I take a single 200 mg pill in the morning on days when I find I've had less than 6 hours of sleep and really need to be alert at work. On days that don't meet those criteria I don't take the pill, and I don't miss it. I never feel jittery or have difficulty sleeping due to it, I merely feel awake at the times I need to.

I use the drug a couple times a week. My initial prescription of 30 pills is getting low; I plan to get it refilled. It is very nice to have this tool at my disposal. Like aspirin, imodium, and throat lozenges, it's just something I want to have handy in the medicine cabinet or by the bedside. Not to take all the time, but to use when in need.

Provigil: It does a body good. :-)

How to balance the federal budget

This looks like a good starting point, but if I had my druthers I'd take a meat axe to Defense and Homeland Security too. There's no reason we need to have troops stationed in over a hundred countries; we should cut foreign aid and bring "our boys" back home from everywhere they aren't actively needed to repel a clear and present danger to the nation, which is to say, just about everywhere.
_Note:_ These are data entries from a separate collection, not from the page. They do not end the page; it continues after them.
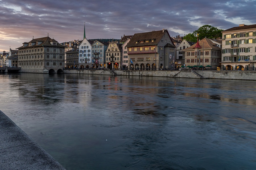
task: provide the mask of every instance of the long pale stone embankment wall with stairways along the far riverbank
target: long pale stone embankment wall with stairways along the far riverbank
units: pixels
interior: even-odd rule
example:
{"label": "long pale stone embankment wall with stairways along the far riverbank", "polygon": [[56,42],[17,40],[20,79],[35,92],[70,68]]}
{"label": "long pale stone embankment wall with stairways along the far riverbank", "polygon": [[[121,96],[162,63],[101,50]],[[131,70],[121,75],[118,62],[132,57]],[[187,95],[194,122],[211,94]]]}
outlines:
{"label": "long pale stone embankment wall with stairways along the far riverbank", "polygon": [[129,70],[64,70],[64,73],[72,74],[95,74],[95,75],[123,75],[123,76],[158,76],[175,78],[215,78],[235,80],[256,80],[256,71],[129,71]]}

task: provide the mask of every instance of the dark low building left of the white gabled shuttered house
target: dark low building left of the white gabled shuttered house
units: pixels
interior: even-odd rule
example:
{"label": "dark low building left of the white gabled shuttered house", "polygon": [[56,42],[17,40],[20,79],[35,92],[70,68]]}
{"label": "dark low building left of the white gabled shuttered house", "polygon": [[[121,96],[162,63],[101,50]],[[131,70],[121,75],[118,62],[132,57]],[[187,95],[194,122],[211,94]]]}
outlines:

Thanks to MarginalRevolution for the link.

Tuesday, March 09, 2004

I've got happy feet!

My tap dancing shoes arrived in the mail today. I must be near a personal record for current unfinished projects. Desperately waiting on my attention are:

  • Fixing GetFit! for PalmOS, especially the expiration code, and posting the updated version everywhere so I don't have to keep emailing purchasers by hand with a "here's how you work around the problem" note...
  • Finishing my pet drivers license store so people can actually order stuff from it...
  • Making a decent GarageBand recording of my latest song, the one that actually shows promise, while certain opportunities are still available for it...
  • studying for the CSTE exam that I'll be taking in less than a week...
  • many, many other projects...

And what did I work on tonight? Learning to tap-dance. And fiddling with my new blog. Bah.

Why do colleges expect money from alums?

Got a call from a telemarketer for the Berkeley College of Engineering. As usual, they'd like to "get feedback from the alums to benefit from their wisdom and experience" and, oh, while they're at it, give us an opportunity to donate. While attempting to gracefully extricate myself from the conversation, it occurred to me that I might have an unusual attitude towards my alma mater.
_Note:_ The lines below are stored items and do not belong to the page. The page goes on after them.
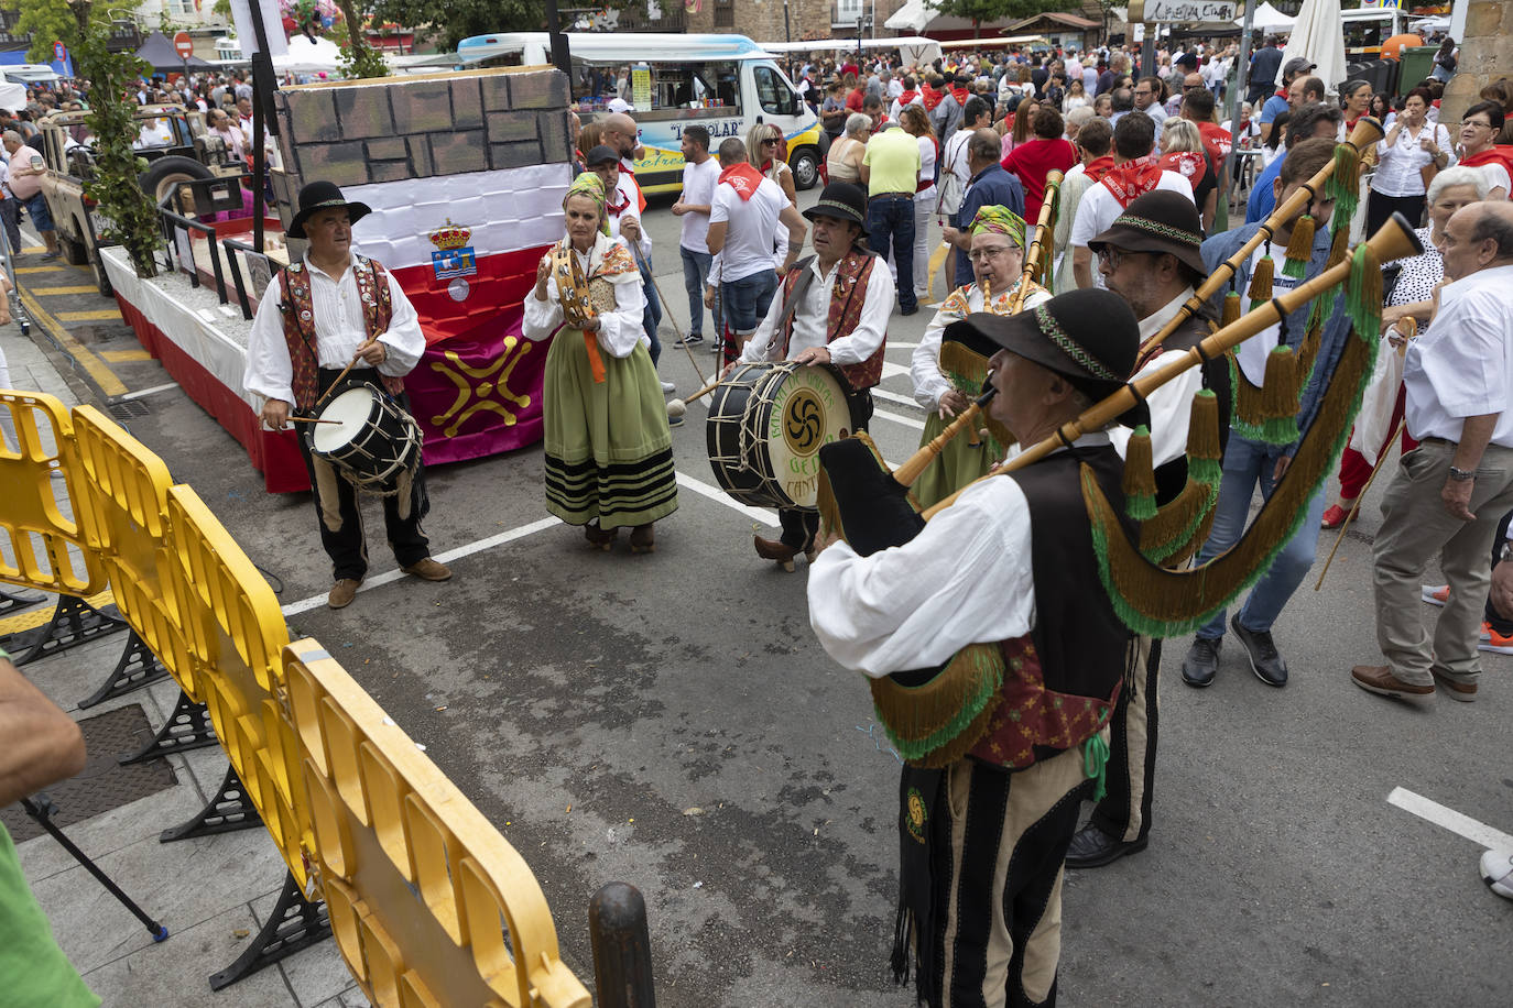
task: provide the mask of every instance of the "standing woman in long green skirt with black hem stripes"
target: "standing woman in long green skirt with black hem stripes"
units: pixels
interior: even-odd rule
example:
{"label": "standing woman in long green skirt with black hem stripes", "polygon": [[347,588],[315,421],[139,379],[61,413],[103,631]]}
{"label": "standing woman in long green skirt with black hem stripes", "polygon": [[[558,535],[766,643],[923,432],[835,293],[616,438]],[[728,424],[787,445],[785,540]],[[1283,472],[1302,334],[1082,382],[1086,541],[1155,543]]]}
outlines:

Which is: we had a straightforward business relationship. I paid them my money in exchange for them providing me with educational services.
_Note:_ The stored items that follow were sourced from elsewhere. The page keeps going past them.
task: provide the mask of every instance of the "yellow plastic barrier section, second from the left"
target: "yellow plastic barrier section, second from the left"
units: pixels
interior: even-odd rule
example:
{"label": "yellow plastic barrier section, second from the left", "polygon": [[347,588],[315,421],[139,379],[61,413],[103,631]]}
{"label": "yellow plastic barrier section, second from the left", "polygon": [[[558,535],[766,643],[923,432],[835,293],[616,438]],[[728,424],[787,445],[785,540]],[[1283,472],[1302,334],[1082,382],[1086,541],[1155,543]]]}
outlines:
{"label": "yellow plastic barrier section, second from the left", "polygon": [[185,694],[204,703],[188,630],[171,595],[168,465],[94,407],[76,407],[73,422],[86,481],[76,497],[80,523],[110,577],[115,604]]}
When I buy a book, does the bookstore call me up later and ask for donations to subsidize future book sales? When I go out for a meal, does the restaurant call me up later and ask for donations to subsidize future meals? So why is a college different? What makes them expect that I will feel obligated to give them extra money above and beyond the amount I paid them voluntarily in tuition and the amount I continue to pay them involuntarily in taxes?